According to Frances Moore, CEO of the global music industry group IFPI, the court’s decision once again confirms that stream-ripping software is illegal.
“YouTube-DL’s services have enabled users to stream rip and download copyrighted music without paying. The Hamburg Regional Court’s decision builds on a precedent already set in Germany and underscores once again that hosting stream-ripping software of this type is illegal.
“We continue to work globally to address the problem of stream ripping, which is draining revenue from those who invest in and create music,” Moore adds.
Interestingly, the open source youtube-dl code remains available on the Microsoft-owned developer platform GitHub. Whether the music companies have any plans to target the problem at this source is unknown.
‘Concerning Blanket Ban’
Uberspace’s legal representative GFF informs TorrentFreak that the decision doesn’t come as a total surprise since the court already declared YouTube’s “rolling cipher” to be an effective technical protection measure in an earlier case.
That said, the defense believes that the order, which effectively amounts to a blanket ban on youtube-dl, failed to take the software’s potentially legitimate uses into account.
“The court did not take into account that youtube-dl also supports the download of audiovisual content from more than 1000 other websites and that is an essential tool for legal purposes such as preservation of evidence, citations in journalistic productions or artistic remixes and mash-ups,” GFF says, commenting on the verdict.
In addition, GFF believes that the court’s decision severely restricts the hosting provider’s freedom to operate.

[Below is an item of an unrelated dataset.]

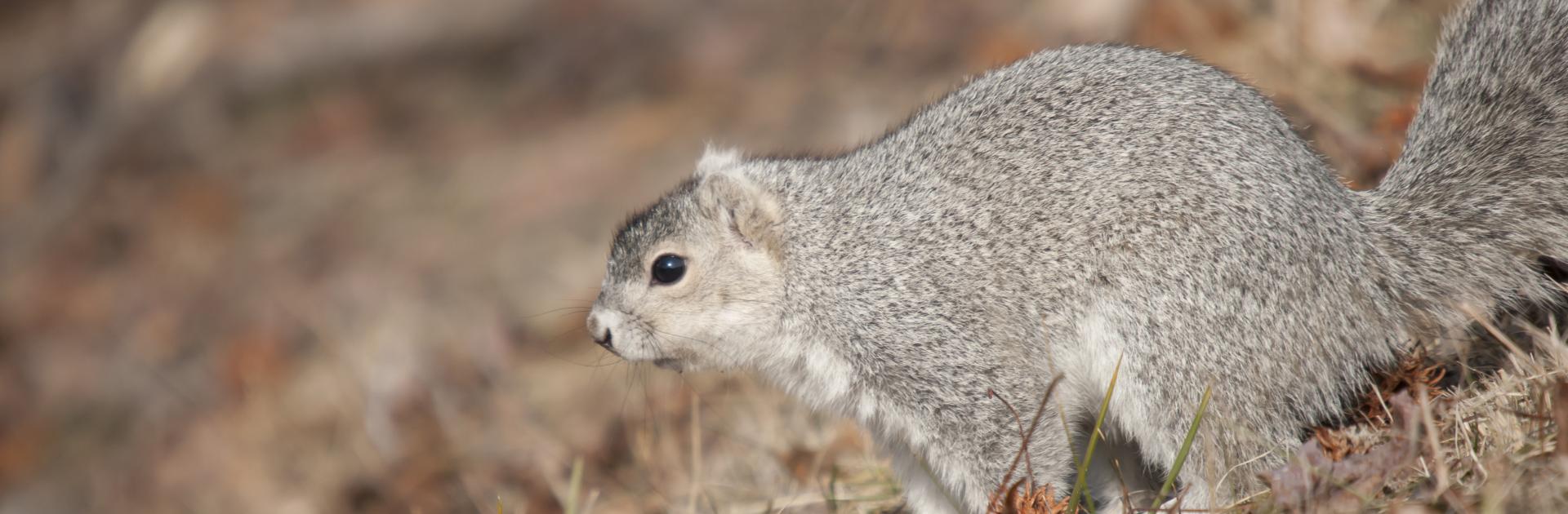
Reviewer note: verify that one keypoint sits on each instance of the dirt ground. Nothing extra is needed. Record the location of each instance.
(318, 256)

“If web hosts have to delete an entire website on demand of the rightsholders even in complex situations with no legal precedent, this poses a threat to the business model of web hosts and ultimately to the free flow of information on the Internet.”
Uberspace Will Appeal
The recent ruling isn’t the end of the legal battle just yet. Uberspace informs TorrentFreak that it will appeal the judgment and GFF is confident that the hosting provider will ultimately prevail.
GFF intends to release a full statement to the press tomorrow and Uberspace reserves further comment until then. The press release will likely include a redacted copy of the court order and we will update this article accordingly when that’s available.
At the time of writing, the youtube-dl website is still online as well. The site expressly thanks Uberspace for its continued support, a message that’s likely to be updated if the order is enforced.